Earth, Venus and Mars have similar densities, but Mercury contains a much higher percentage of iron, so although it is the solar system’s smallest planet in diameter, Mercury has the second highest density of all eight planets.
The seven TRAPPIST-1 planets, on the other hand, all share a similar density, which makes the system quite different from our own.
The difference in density between the TRAPPIST-1 planets and Earth, Venus and Mars, may seem small — about 8% — but it is significant on a planetary scale.
For example, one way to explain the lower density is that the TRAPPIST-1 planets have a similar composition to Earth, but with a lower percentage of iron — about 21% compared to Earth’s 32%, according to the study.
Alternatively, the iron in the TRAPPIST-1 planets might be infused with high levels of oxygen, forming iron oxide, or rust. The additional oxygen would decrease the planets’ densities.
The surface of Mars gets its red tint from iron oxide, but like its three terrestrial siblings, it has a core composed of non-oxidized iron.
By contrast, if the lower density of the TRAPPIST-1 planets were caused entirely by oxidized iron, then the planets would have to be rusty throughout and could not have iron cores.
Agol said the answer might be a combination of the two scenarios — less iron overall and some oxidized iron.
The team also looked into whether the surface of each planet could be covered with water, which is even lighter than rust and which would change the planet’s overall density.
If that were the case, water would have to account for about 5% of the total mass of the outer four planets. By comparison, water makes up less than 0.1% of Earth’s total mass.
The three inner TRAPPIST-1 planets, positioned too close to their star for water to remain a liquid under most circumstances, would require hot, dense atmospheres like on Venus, where water could remain bound to the planet as steam.
But this explanation seems less likely because it would be a coincidence for all seven planets to have just enough water present to have such similar densities, according to Agol.
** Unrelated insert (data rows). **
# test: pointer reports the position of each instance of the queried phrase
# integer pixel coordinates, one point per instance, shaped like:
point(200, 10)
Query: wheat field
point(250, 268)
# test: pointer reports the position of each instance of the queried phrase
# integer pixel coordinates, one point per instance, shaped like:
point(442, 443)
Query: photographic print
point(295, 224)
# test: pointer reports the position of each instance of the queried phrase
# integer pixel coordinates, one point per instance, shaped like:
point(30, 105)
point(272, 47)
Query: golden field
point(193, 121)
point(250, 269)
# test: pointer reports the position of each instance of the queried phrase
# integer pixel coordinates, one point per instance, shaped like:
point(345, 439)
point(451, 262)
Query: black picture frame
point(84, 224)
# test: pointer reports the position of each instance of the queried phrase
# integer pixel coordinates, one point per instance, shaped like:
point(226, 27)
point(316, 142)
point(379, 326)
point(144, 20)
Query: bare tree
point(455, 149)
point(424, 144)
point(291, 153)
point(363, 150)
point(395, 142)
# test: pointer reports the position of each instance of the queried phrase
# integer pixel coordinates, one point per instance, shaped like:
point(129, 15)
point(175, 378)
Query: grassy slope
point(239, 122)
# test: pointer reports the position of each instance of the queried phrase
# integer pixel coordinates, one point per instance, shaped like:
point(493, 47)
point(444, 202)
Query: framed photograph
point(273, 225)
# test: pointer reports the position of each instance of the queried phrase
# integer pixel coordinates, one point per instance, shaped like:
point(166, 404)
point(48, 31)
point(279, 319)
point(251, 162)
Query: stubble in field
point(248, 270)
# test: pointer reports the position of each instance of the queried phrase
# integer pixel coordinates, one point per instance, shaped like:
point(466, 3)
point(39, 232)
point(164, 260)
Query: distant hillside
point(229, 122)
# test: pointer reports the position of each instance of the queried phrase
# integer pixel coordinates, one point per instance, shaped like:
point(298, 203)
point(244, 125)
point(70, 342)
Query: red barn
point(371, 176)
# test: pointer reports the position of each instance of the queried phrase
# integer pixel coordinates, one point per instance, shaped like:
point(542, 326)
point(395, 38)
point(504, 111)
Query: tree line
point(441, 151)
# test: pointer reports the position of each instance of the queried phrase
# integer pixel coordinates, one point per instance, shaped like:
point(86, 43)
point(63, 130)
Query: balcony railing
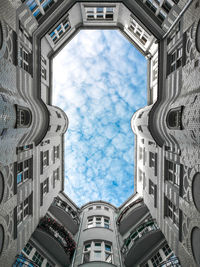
point(61, 204)
point(172, 262)
point(58, 232)
point(142, 230)
point(22, 261)
point(139, 200)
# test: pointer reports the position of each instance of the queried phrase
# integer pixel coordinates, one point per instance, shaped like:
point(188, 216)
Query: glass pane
point(107, 247)
point(97, 255)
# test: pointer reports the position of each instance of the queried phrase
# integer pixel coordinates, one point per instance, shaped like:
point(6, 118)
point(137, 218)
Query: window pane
point(97, 255)
point(107, 247)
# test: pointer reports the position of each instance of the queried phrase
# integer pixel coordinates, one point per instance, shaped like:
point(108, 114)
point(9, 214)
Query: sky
point(99, 81)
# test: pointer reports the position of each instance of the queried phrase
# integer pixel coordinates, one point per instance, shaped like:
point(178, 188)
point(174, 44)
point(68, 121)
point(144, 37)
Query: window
point(58, 128)
point(43, 72)
point(99, 13)
point(97, 251)
point(60, 29)
point(25, 59)
point(38, 259)
point(24, 148)
point(172, 211)
point(24, 116)
point(28, 248)
point(45, 159)
point(156, 259)
point(153, 191)
point(139, 33)
point(48, 264)
point(56, 150)
point(98, 221)
point(172, 172)
point(55, 177)
point(167, 250)
point(152, 159)
point(175, 60)
point(45, 186)
point(151, 187)
point(24, 209)
point(174, 118)
point(58, 114)
point(37, 6)
point(24, 170)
When it launches, NASA’s James Webb Space Telescope should have the capabilities to probe this system further, including gathering more detailed information about the atmospheres of the seven TRAPPIST-1 worlds.
“There are many more questions to answer about TRAPPIST-1 and its worlds,” said Agol. “And in a way, answering them helps us understand our own solar system, too.”
Agol and Meadows are members of the NASA NExSS Virtual Planetary Laboratory team and the UW Astrobiology Program. Agol’s involvement in the study was funded by the National Science Foundation, NASA, the Guggenheim Foundation and the Virtual Planetary Laboratory.
Adapted from a story by NASA’s Jet Propulsion Laboratory.